The German opposition Social Democrats (SPD) have inflicted a heavy defeat on Chancellor Angela Merkel in a regional election in the port city of Hamburg.
The SPD won 48.3% of the vote in Sunday's election, giving them 62 seats in the 121-seat state assembly.
Mrs Merkel's Christian Democrats (CDU) plunged to 22%, so they will lose three seats in the upper house (Bundesrat).
Mrs Merkel blamed the blow on local issues, but she faces six more German state elections this year.
The centre-right CDU is in danger of losing power in the big southwestern state of Baden-Wuerttemberg in March.
"About 80 per cent of the issues that played a role in Hamburg were local Hamburg matters," Mrs Merkel said on Monday, but she admitted it was "a bitter defeat for the CDU".
The SPD's Olaf Scholz, a former labour minister, will become the new mayor of Hamburg, enjoying an absolute majority in the state assembly.

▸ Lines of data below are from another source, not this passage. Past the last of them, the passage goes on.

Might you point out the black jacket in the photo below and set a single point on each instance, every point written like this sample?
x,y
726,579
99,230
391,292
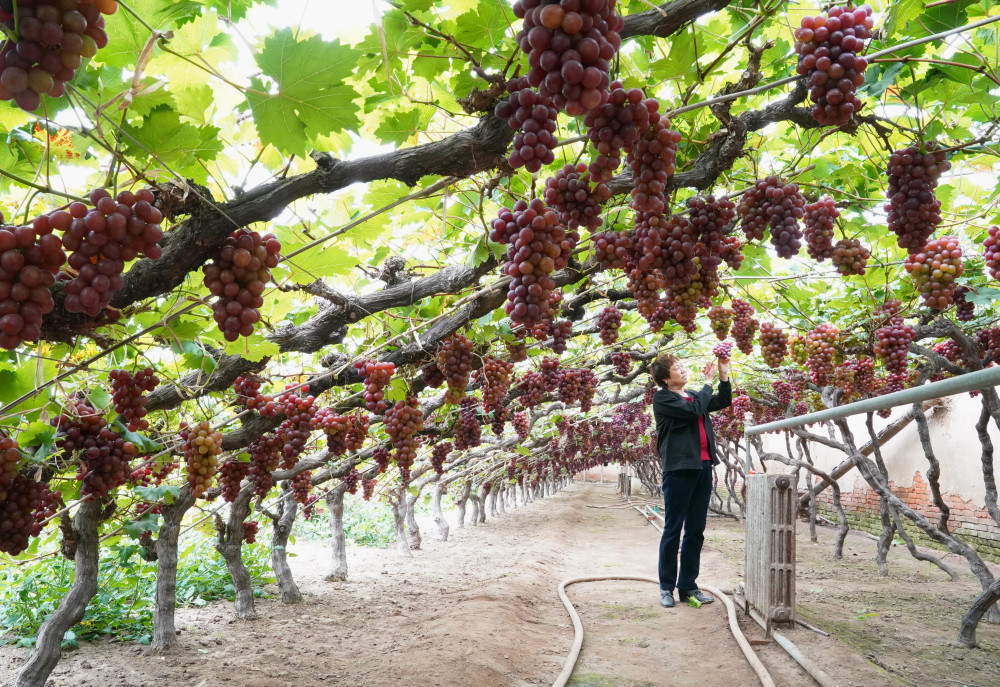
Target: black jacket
x,y
678,440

The CDU lost 22 percentage points in the election - one of its worst ever regional results.
The Greens triggered the election by quitting a coalition with the CDU in Hamburg in November. They took 11% of the vote.
BBC Berlin correspondent Stephen Evans says the slump in CDU fortunes indicates a rough road to the federal elections in 2013 - and it might also make it harder for Mrs Merkel to keep her ruling coalition together before then.
He says there are local factors behind the result, but the CDU may also be suffering a backlash from the recession. The economy is now growing fast, but only after a steep decline.